Викентий Викентьевич замолчал, словно бы поставил точку. Затем грустно так, тихо то ли улыбнулся, то ли усмехнулся:
— Вы небось слушаете и думаете: к чему весь этот разговор? — Опять немного помолчал. — А вот к чему. С некоторых пор беспокоит меня нынешняя молодежь…
Николай Сергеевич пока не видел прямой связи между только что сказанным и молодежью, но не стал торопиться с вопросами.
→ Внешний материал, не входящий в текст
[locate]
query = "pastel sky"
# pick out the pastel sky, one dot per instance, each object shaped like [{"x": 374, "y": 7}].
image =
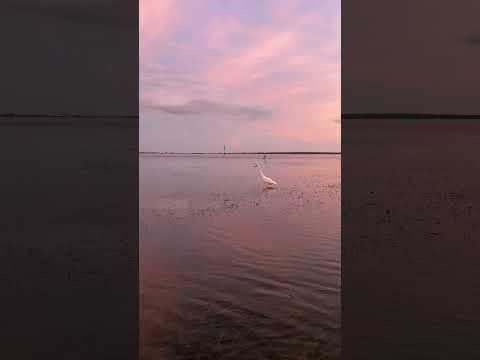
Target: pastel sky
[{"x": 256, "y": 75}]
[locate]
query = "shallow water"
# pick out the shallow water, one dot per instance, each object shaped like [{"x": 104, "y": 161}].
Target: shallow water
[{"x": 231, "y": 270}]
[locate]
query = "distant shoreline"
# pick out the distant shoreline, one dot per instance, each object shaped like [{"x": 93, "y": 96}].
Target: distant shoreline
[
  {"x": 245, "y": 153},
  {"x": 15, "y": 115},
  {"x": 408, "y": 116}
]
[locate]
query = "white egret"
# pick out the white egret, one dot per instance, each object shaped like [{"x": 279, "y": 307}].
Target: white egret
[{"x": 266, "y": 179}]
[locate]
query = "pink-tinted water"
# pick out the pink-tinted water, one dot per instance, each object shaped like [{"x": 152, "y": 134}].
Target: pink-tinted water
[{"x": 229, "y": 269}]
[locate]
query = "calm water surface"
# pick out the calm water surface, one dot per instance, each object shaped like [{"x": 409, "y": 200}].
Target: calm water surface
[{"x": 230, "y": 270}]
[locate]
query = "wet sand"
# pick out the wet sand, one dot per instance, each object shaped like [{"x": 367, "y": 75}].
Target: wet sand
[{"x": 410, "y": 239}]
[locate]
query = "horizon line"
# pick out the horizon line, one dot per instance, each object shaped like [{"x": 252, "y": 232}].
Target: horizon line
[
  {"x": 65, "y": 115},
  {"x": 242, "y": 153}
]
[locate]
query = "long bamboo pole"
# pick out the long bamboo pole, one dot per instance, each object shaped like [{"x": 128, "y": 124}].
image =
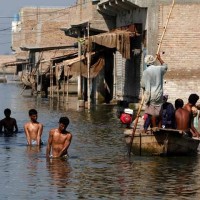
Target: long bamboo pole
[
  {"x": 142, "y": 101},
  {"x": 88, "y": 68},
  {"x": 165, "y": 28}
]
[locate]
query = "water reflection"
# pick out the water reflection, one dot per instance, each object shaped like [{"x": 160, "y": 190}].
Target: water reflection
[
  {"x": 59, "y": 170},
  {"x": 98, "y": 167}
]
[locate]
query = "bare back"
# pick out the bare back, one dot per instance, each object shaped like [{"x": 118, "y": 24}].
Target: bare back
[
  {"x": 33, "y": 131},
  {"x": 183, "y": 119},
  {"x": 59, "y": 142}
]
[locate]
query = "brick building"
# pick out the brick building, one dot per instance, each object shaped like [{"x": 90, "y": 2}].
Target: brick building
[{"x": 180, "y": 45}]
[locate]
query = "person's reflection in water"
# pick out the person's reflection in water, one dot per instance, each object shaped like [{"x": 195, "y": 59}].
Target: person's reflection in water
[
  {"x": 59, "y": 170},
  {"x": 33, "y": 150}
]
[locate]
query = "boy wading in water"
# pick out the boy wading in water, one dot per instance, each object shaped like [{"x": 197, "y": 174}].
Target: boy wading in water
[
  {"x": 33, "y": 129},
  {"x": 8, "y": 124},
  {"x": 59, "y": 140}
]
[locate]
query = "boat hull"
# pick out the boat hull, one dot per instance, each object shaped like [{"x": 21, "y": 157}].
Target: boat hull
[{"x": 163, "y": 142}]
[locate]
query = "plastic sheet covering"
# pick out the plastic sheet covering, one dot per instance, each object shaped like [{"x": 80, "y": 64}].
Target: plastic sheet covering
[
  {"x": 78, "y": 66},
  {"x": 120, "y": 39}
]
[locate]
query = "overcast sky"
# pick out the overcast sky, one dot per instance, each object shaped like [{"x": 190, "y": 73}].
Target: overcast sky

— Соискатель касается и умонастроений студенческой молодежи тех лет, — Викентий Викентьевич кивнул на рукопись диссертации. — Верный своей методе, он, конечно, спешит сказать, что те студенты многого не понимали и во многом заблуждались. Но, описывая их вечеринки, все же отдает должное той светлой, чистой атмосфере, в которой они проходили, горячему стремлению молодых людей послужить своему народу… А что из себя представляют нынешние студенческие вечеринки? Обыкновенные застолья с обильной выпивкой. Ну, еще с музыкой. И чья музыка гремит на этих пирушках, какие песни поются, какие танцы танцуются? Наши? Нет, чужие! А почему?
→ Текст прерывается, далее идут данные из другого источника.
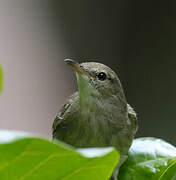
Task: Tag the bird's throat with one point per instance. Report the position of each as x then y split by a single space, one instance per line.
87 93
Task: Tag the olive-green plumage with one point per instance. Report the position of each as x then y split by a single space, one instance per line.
97 115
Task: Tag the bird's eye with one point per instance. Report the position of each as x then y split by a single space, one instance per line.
102 76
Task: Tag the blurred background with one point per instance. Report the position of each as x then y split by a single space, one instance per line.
135 38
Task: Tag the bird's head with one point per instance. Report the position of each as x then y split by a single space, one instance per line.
96 80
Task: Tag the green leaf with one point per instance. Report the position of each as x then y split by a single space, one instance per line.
23 157
1 77
148 159
167 172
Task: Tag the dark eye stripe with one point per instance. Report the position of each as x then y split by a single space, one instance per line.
102 76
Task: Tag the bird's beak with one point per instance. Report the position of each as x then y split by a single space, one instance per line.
78 68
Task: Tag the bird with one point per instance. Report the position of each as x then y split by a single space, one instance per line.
97 114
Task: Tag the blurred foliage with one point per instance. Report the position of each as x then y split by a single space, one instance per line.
1 77
149 158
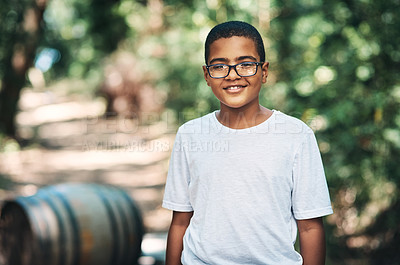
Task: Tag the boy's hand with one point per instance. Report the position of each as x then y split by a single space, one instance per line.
312 241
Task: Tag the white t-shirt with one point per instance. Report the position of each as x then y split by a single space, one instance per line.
246 188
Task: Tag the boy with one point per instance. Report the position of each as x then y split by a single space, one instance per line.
244 178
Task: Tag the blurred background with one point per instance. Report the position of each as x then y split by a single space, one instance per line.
93 91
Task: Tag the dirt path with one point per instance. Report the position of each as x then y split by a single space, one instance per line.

— Вопрос не простой, — признался Николай Сергеевич. Про себя же подумал: а и в самом деле — почему? Считай, что профессор устраивает тебе экзамен, на который по дороге сюда ты соглашался. Отвечай!..
— Видно, не все хорошо с воспитанием молодежи, если у нее нет любви к своему национальному, нет гордости за свое исконное… Сами же называем всю эту, с позволения сказать, культуру не иначе как буржуазной эрзац-культурой и, однако, спокойно взираем, как наши ребята и девчонки большой ложкой хлебают ее изо дня в день…
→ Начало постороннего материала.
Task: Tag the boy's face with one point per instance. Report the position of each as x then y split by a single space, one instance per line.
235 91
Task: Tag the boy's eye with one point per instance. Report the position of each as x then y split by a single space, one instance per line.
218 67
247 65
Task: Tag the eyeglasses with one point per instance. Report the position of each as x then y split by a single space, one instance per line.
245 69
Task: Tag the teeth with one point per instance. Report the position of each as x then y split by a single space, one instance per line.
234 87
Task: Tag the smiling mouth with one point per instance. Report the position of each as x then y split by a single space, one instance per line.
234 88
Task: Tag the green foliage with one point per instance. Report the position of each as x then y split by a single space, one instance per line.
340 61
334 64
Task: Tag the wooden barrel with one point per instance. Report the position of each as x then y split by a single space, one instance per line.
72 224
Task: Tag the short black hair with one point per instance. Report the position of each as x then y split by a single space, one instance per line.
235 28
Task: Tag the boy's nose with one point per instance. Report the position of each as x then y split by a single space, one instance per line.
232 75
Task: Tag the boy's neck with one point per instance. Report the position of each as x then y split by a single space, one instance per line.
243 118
— И что, вы полагаете, следовало бы противопоставить этому? — Принимать экзамены, пожалуй, все же легче, чем сдавать.
— Повторю за вами: вопрос не простой. И не только о музыке речь. С некоторых пор (до войны этого не было) мы и одеваемся не во что хотим, а в то, что диктует нам Запад… Понятное дело, мы не говорим «Запад», а употребляем более обтекаемое слово «мода», но суть-то остается той же. И даже чисто русские сапожки и то наши женщины не осмеливались носить, пока их на то не благословил Париж… Вопрос очень и очень не простой. В живописи космополитической авангардистской мазне противостоит национальное. Наверное, и в других видах искусств — в песне, танце, в эстрадной музыке — надо тоже искать что-то свое. Гордость за свое национальное…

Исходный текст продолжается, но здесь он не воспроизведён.